The prediction of a protein structure from its sequence will be an incredible tool.
In November 2020, Alphabet’s subsidiary DeepMind got the scientific community excited with its progress in solving the 50-year-old ‘protein-folding problem’.
Across the world, DeepMind’s creation, AlphaFold, made headlines celebrating this breakthrough. The Guardian said DeepMind had cracked a problem that “stumped researchers for half a century”, Nature said DeepMind made a “gigantic leap in solving protein structures”, BBC said “one of biology’s biggest mysteries” had been “largely solved by AI”, and New York Times announced this could “accelerate drug discovery”.
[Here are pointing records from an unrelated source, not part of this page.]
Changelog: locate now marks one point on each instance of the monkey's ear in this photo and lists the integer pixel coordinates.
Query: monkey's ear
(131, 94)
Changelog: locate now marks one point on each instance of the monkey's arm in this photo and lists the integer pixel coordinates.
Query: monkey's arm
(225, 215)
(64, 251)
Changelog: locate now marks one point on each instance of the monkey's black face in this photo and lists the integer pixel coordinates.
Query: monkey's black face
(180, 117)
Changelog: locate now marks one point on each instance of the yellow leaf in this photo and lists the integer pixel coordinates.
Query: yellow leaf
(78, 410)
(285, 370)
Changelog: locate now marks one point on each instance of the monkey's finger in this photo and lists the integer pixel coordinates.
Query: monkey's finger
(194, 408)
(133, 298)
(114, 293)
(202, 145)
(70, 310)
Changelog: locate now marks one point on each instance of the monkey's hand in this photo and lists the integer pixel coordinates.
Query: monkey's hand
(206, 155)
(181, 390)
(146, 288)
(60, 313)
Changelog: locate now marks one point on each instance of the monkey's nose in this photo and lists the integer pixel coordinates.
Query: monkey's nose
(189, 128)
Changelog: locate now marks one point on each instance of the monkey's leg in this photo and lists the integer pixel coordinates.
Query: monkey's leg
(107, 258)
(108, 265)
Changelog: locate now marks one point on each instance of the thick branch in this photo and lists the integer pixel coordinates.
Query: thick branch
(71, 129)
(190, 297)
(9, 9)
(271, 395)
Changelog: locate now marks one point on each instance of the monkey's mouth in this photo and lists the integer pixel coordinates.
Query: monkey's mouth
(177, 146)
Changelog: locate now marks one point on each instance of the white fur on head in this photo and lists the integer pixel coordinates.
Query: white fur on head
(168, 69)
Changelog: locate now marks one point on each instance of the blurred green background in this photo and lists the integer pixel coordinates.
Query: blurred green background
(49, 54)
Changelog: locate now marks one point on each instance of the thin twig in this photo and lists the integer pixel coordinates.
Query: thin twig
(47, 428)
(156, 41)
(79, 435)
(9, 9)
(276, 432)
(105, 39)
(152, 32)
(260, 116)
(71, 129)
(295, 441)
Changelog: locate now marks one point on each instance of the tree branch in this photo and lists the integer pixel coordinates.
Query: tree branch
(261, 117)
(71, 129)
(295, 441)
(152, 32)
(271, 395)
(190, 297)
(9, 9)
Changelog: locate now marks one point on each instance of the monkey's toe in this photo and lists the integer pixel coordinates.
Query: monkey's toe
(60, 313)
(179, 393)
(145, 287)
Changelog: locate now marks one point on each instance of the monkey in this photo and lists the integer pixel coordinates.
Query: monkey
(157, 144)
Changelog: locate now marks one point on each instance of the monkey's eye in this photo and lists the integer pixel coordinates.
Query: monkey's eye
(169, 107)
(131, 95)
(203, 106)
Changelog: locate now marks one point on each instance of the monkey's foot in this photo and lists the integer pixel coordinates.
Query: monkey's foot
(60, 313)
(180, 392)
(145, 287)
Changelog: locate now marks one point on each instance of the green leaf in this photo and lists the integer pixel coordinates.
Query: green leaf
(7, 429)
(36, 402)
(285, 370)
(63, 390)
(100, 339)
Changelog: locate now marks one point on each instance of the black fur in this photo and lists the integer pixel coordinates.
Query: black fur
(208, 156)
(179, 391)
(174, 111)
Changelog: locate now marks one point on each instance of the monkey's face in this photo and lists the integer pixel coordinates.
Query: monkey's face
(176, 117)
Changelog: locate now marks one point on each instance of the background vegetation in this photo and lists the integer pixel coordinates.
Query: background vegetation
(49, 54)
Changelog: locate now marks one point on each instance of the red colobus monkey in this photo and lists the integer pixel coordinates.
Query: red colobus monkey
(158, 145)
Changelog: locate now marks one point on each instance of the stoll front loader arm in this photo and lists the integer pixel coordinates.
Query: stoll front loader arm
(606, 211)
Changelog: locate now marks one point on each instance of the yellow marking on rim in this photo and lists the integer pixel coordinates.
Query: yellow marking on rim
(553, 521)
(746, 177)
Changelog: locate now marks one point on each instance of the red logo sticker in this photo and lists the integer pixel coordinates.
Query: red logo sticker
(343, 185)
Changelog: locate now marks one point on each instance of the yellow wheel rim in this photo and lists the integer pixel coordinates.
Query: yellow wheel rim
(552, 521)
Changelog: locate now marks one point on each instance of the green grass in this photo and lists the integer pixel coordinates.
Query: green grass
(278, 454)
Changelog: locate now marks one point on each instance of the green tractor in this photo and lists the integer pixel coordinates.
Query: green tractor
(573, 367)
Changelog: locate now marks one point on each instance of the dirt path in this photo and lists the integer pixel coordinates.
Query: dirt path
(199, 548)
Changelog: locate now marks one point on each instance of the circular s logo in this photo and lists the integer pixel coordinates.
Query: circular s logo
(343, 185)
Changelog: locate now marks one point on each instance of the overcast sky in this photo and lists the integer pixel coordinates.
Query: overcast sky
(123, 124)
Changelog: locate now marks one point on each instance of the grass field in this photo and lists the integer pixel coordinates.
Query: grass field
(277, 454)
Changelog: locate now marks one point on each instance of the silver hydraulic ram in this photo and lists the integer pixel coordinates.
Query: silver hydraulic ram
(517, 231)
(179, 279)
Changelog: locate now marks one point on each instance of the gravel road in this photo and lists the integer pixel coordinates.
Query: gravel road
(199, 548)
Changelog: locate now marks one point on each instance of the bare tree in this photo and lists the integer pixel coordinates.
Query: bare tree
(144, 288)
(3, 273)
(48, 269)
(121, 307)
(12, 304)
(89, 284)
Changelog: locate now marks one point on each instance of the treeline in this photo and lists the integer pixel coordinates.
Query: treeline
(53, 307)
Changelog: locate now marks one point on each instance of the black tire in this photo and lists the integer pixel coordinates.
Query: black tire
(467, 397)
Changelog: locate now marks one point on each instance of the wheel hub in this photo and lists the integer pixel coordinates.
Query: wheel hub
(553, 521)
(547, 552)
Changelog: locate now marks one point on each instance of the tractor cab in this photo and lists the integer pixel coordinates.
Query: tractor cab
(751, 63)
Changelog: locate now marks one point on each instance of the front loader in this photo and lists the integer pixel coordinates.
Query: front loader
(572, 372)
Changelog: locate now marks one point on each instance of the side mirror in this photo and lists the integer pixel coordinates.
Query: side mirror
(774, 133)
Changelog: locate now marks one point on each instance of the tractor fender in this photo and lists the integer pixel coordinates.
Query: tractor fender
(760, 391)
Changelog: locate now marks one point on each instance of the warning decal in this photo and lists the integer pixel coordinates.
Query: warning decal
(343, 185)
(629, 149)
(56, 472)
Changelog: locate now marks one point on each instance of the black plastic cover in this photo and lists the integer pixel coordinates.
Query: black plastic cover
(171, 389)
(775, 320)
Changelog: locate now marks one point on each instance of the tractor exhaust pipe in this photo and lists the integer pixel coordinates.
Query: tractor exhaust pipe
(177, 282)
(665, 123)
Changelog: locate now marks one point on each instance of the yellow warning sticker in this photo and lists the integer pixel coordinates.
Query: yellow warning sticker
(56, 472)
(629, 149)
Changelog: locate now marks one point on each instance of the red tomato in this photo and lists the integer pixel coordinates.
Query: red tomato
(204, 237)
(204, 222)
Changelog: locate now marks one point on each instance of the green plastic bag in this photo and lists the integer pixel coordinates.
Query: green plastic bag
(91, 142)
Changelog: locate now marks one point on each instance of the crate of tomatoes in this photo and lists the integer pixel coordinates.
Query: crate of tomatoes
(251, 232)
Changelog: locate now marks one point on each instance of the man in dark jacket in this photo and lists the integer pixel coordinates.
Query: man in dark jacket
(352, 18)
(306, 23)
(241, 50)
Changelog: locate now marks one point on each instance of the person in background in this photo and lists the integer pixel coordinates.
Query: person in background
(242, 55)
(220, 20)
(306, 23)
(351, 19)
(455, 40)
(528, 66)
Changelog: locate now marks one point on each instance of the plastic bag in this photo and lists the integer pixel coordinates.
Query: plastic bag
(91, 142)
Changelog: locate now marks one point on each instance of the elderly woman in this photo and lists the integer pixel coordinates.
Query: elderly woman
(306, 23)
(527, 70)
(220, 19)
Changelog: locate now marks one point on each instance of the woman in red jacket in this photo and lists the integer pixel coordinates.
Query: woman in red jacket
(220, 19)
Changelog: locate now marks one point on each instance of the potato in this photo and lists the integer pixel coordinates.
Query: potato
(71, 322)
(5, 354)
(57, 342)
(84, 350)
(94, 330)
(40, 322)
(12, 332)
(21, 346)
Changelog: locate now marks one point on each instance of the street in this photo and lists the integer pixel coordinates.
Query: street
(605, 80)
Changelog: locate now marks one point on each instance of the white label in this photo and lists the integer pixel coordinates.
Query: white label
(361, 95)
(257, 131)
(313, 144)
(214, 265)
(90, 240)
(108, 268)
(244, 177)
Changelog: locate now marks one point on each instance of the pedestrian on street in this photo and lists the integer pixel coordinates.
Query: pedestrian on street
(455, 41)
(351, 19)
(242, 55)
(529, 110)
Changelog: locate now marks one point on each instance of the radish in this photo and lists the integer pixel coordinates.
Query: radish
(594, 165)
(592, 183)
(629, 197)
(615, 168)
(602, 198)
Two years later, we have over 200 million protein structures predicted by AlphaFold. These predictions are finding applications routinely in academia and industries.
But what is the protein folding question and what did AlphaFold solve? What are the implications of AlphaFold?
This piece will attempt to bring you up to speed.
Proteins: Sequences and structures
Proteins are the workhorses of all forms of living beings. They are responsible not only for enabling nearly all reactions that sustain life, but also form several structural components of living beings. Almost every aspect of life – the digestion of your last meal, the synthesis of endorphins that make you happy, plants converting atmospheric carbon dioxide into sugar molecules, fluorescence of a jellyfish, replication of coronavirus within a human cell – is carried out by proteins.
Proteins are linear polymers composed of 20 building-block molecules called amino acids. Each protein has a particular sequence of amino acids. It is similar to a certain number of alphabets arranged in a particular sequence to form a word.
Like the number of letters in a word, the length of a protein can vary greatly from something as small as less than 100 to over 2,500 amino acids. Our understanding of how information encoded in the genes of an organism is translated to protein synthesis in cells, and the advances made in sequencing technologies for DNA, has provided us with an enormous number of protein sequences over the last few decades. The UniProt database (a free database of information about proteins from all organisms) has over 248 million protein sequences.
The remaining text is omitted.